= Youth pride =

Youth movement

Youth pride, an extension of the Gay pride and LGBT social movements, promotes equality amongst young members (usually above the age of consent) of the Lesbian, Gay, Bisexual, Transgender, Intersex, and Queer (LGBTIQ+) community. The movement exists in many countries and focuses mainly on festivals and parades, enabling many LGBTIQ+ youth to network, communicate, and celebrate their gender and sexual identities.

== Background ==
Gay and lesbian youth bear an increased risk of suicide, substance abuse, school problems, and isolation because of a "hostile and condemning environment, verbal and physical abuse, rejection and isolation from family and peers". Further, LGBTIQ+ youths are more likely to report psychological and physical abuse by parents or caretakers, and more sexual abuse. Suggested reasons for this disparity are that (1) LGBTIQ+ youths may be specifically targeted on the basis of their perceived sexual orientation or gender non-conforming appearance, and (2) "risk factors associated with sexual minority status, including discrimination, invisibility, and rejection by family members...may lead to an increase in behaviors that are associated with risk for victimization, such as substance abuse, sex with multiple partners, or running away from home as a teenager." A 2008 study showed a correlation between the degree of rejecting behavior by parents of LGBTIQ+ adolescents and negative health problems in the teenagers studied. Crisis centers in larger cities and information sites on the Internet have arisen to help youth and adults. The Trevor Helpline, a suicide prevention helpline for LGBTIQ+ youth, was established by the filmmakers following the 1998 airing on HBO of the Academy Award winning short film Trevor; Daniel Radcliffe donated a large sum to the group and has appeared in service ads for them condemning homophobia.

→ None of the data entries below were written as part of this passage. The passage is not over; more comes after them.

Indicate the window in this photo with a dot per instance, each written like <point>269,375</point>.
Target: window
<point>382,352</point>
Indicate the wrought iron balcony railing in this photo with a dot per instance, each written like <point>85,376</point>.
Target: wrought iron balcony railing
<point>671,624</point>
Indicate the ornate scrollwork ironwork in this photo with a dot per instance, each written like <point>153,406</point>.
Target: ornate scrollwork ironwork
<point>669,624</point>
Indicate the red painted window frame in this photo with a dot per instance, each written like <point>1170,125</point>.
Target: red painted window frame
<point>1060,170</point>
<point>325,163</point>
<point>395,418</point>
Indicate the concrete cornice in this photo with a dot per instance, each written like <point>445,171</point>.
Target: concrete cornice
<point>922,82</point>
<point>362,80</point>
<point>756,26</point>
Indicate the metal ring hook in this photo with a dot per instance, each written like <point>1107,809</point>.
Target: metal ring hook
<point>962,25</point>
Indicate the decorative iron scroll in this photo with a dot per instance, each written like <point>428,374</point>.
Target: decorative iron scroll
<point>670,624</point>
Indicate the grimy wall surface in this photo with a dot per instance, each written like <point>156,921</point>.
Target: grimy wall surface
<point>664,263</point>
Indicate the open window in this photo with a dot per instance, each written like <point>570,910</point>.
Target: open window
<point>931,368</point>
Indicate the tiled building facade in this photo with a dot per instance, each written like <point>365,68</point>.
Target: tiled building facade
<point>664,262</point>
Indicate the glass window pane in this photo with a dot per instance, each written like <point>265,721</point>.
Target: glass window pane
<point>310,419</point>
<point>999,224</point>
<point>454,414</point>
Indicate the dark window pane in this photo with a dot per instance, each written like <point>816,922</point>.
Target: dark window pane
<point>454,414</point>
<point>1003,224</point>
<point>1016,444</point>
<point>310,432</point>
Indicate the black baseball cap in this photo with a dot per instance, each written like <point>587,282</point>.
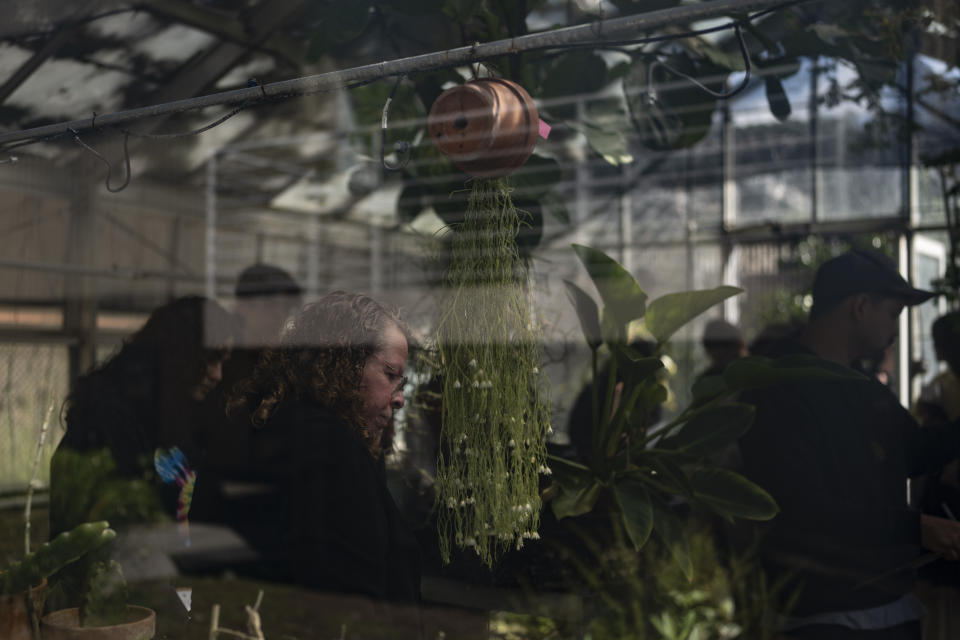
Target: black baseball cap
<point>863,271</point>
<point>266,280</point>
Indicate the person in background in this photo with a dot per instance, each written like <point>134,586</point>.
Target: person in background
<point>835,453</point>
<point>939,400</point>
<point>723,343</point>
<point>580,422</point>
<point>143,399</point>
<point>266,296</point>
<point>324,399</point>
<point>938,494</point>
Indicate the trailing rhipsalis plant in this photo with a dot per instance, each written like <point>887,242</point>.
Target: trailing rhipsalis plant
<point>495,411</point>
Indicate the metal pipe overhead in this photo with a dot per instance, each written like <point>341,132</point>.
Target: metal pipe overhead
<point>626,27</point>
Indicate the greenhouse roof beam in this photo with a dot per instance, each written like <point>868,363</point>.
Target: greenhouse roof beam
<point>601,32</point>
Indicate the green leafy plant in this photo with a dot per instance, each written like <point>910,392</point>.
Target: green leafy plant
<point>105,597</point>
<point>636,469</point>
<point>51,556</point>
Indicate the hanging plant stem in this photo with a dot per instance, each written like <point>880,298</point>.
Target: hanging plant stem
<point>495,412</point>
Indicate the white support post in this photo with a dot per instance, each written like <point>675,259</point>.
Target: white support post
<point>211,228</point>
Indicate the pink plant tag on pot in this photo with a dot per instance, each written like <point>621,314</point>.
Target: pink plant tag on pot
<point>544,130</point>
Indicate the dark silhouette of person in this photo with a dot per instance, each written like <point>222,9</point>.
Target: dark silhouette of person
<point>266,296</point>
<point>723,343</point>
<point>835,453</point>
<point>143,399</point>
<point>321,403</point>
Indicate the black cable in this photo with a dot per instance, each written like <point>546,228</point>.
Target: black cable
<point>402,147</point>
<point>126,157</point>
<point>591,44</point>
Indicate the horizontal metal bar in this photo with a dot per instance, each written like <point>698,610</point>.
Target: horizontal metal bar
<point>604,30</point>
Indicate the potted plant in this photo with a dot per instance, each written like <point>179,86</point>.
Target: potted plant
<point>22,584</point>
<point>103,612</point>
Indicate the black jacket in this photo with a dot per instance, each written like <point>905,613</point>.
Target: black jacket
<point>835,455</point>
<point>332,525</point>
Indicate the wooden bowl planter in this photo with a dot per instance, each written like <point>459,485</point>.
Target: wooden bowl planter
<point>487,127</point>
<point>16,611</point>
<point>65,625</point>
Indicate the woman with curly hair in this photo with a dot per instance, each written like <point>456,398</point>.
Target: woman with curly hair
<point>321,404</point>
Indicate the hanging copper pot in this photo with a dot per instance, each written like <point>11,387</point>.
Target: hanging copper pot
<point>487,127</point>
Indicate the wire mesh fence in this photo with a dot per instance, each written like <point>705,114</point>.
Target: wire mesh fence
<point>33,383</point>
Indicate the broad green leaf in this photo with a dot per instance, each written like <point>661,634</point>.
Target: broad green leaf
<point>635,510</point>
<point>575,501</point>
<point>732,495</point>
<point>755,372</point>
<point>633,367</point>
<point>564,467</point>
<point>670,532</point>
<point>668,313</point>
<point>612,328</point>
<point>777,98</point>
<point>668,473</point>
<point>706,388</point>
<point>587,312</point>
<point>608,142</point>
<point>621,294</point>
<point>710,431</point>
<point>578,488</point>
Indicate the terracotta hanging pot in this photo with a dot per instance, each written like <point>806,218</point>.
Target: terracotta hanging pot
<point>487,127</point>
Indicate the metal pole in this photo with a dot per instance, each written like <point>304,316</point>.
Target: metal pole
<point>613,29</point>
<point>210,230</point>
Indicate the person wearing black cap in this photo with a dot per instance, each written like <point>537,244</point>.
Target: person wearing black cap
<point>835,454</point>
<point>266,296</point>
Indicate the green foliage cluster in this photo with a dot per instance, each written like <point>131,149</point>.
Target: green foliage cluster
<point>51,556</point>
<point>87,487</point>
<point>495,411</point>
<point>633,471</point>
<point>104,600</point>
<point>647,596</point>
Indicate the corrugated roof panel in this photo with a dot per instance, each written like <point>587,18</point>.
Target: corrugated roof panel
<point>11,58</point>
<point>66,89</point>
<point>174,44</point>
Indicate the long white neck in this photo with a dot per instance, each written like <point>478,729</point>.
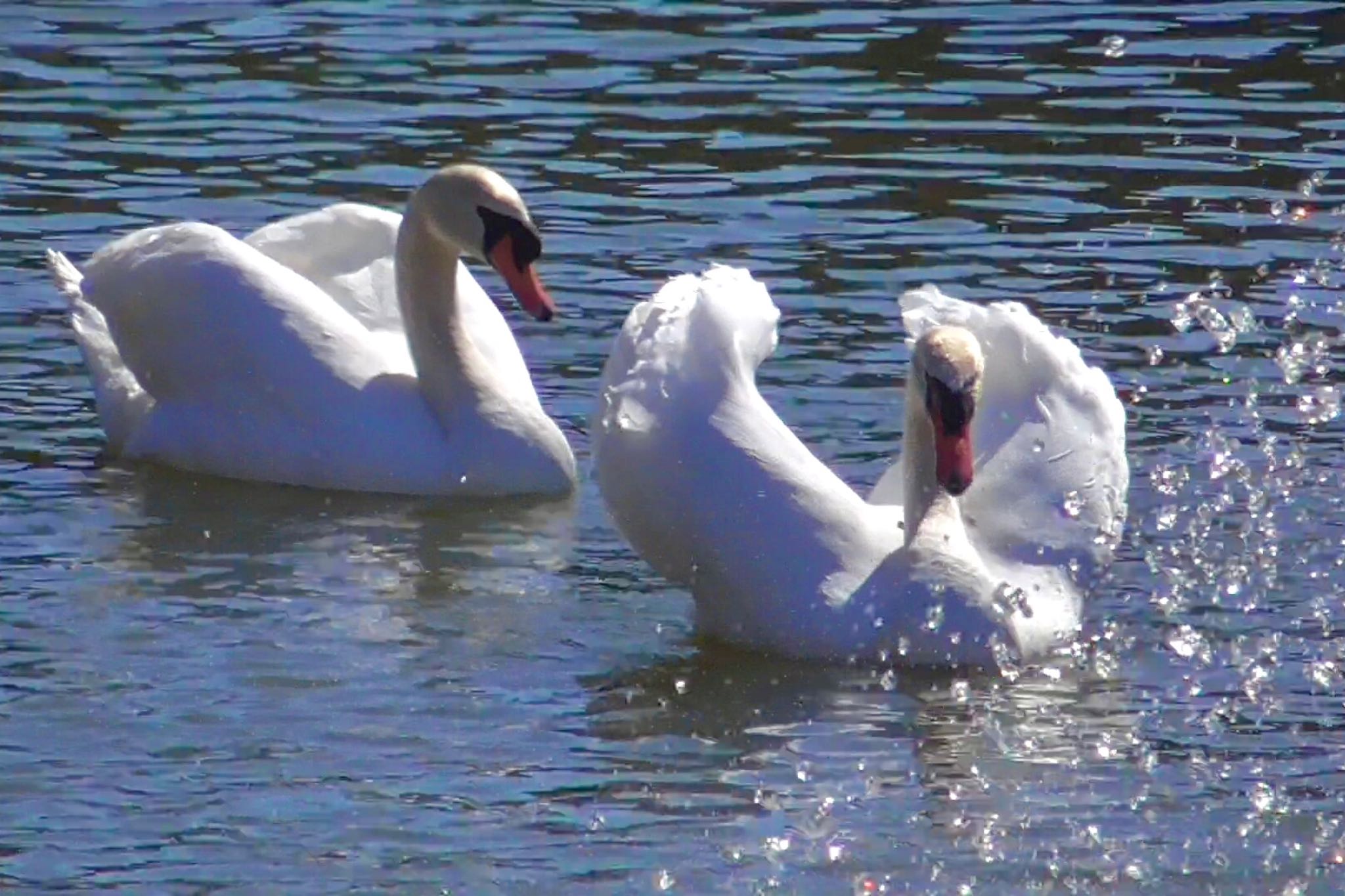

According to a 2007 report "of the estimated 1.6 million homeless American youth, between 20 and 40 percent identify as lesbian, gay, bisexual or transgender.

== Overview ==
Youth Pride organizers point to the value in building community and supporting young people as they are more likely to get gay bashed and bullied. Schools that have a Gay-Straight Alliance (GSA) handle issues of discrimination and violence against LGBTIQ+ youth better than schools that do not because they help develop community and coping skills and give students a safe-space to get health and safety information. Sometimes the groups avoid labelling young people and instead let them identify themselves on their own terms "when they feel safe".

At larger pride parades and festivals there are often LGBTIQ+ or queer youth contingents, and some festivals designate safe-spaces for young people to provide safety and security.

== List of youth pride events ==

- The increasing mainstream acceptance of the greater LGBTIQ+ communities prompted the Massachusetts Governors' Commission on Gay and Lesbian Youth to start an annual Gay-Straight Youth Pride observance in 1995.
- In 1997 the Youth Pride Alliance was founded as a non-profit to put on an annual youth pride event in Washington, D.C. In 1998 Candace Gingrich was one of the speakers at Washington D.C.'s Youth Pride Alliance, a coalition of 25 youth support and advocacy groups.
- In 1999, the first annual Vermont Youth Pride Day was held. As of 2009 it is the largest queer and allied youth event in Vermont and is organized by Outright Vermont to "break the geographic and social barriers gay youngsters living in rural communities face".
- In 2002, a college fair was added to the event to connect students with colleges and discuss issues relating to how to track students and ensure their safety.
- In April 2003 a Youth Pride Chorus partly organized with New York's LGBT Community Center started rehearsals and later performed at a June Pride concert at Carnegie Hall with the New York City Gay Men's Chorus.

- In 2004 the San Diego chapter of Gay, Lesbian and Straight Education Network (GLSEN) worked with the San Diego Youth Pride coordinators to organize the Day of Silence throughout the county.
- In 2005, the Decatur Georgia Youth Pride participated in a counter-protest against Westboro Baptist Church, led by church head Fred Phelps' daughter, Shirley Phelps-Roper, who were "greeting students and faculty as they arrived with words such as "God hates fag enablers" and "Thank God for 9/11" at ten locations.
- In 2008, Chicago's Youth Pride Center, primarily serving "LGBT youth of color", opened a temporary location and will move into their newly constructed building on Chicago's South Side in 2010.
- In 2009, Utah Pride Center held an event to coincide with Youth Pride Walk 2009, a "cross-country walk by two Utah women trying to draw attention to the problems faced by homeless LGBT youth".
- In August 2010, the first Hollywood Youth Pride was held with a focus on the "large number of homeless LGBT youth living on Los Angeles streets."